Aim of our study was to evaluate the increasing sensitivity within three generations of thyroglobulin (Tg) assays, which were available during the past decade, and its clinical impact for patients with differentiated thyroid carcinoma.
Methods: Determination of Tg using the IRMA introduced in 1989 (Dynotest Tg, Henning Berlin, Berlin; assay A) and 1994 (Selco Tg, Medipan Diagnostica, Selchow; assay B), as well as the IEMA available recently (Medizym Tg Rem, Medipan Diagnostica, Selchow; assay C).

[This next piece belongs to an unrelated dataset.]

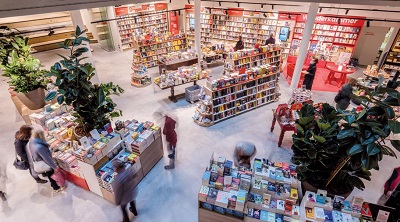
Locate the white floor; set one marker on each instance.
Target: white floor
(163, 195)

Results: We found a close correlation between the measurable Tg values of assay A and B (r=0.985; p<0.001) as well as assay B and C (r=0.978; p<0.001). Assay B (lowest detection limit: 0.3 ng/ml) was more than twice as sensitive as assay A and did not show quite as many disturbances of recovery (in 0.5% versus 4% of our patients). Due to its strict calibration to the European reference preparation CRM 457, Tg values determined by assay C were in the mean 1.9-fold higher than by assay B. Thus, with its functional sensitivity of 0.03 ng/ml assay C is nearly 20-fold more sensitive than assay B. Whereas the proportion of measurable Tg values was only 22% in a selected group of patients (criterion of inclusion: Tg in assay B< or =1 ng/ml with TSH-suppressive conditions; n=317 serum samples from 103 patients), it was 68% in assay C, with good intraindividual reproducibility of these values in the course.
Conclusion: The ultrasensitive assay C is especially suitable for the follow-up of treated thyroid cancer patients being considered as cured, and may shorten the time interval until the detection of a recurrence markedly: the gain of time calculated from the Tg courses in patients with a gradually progressive tumor relapse ranged from 5 to 15 months.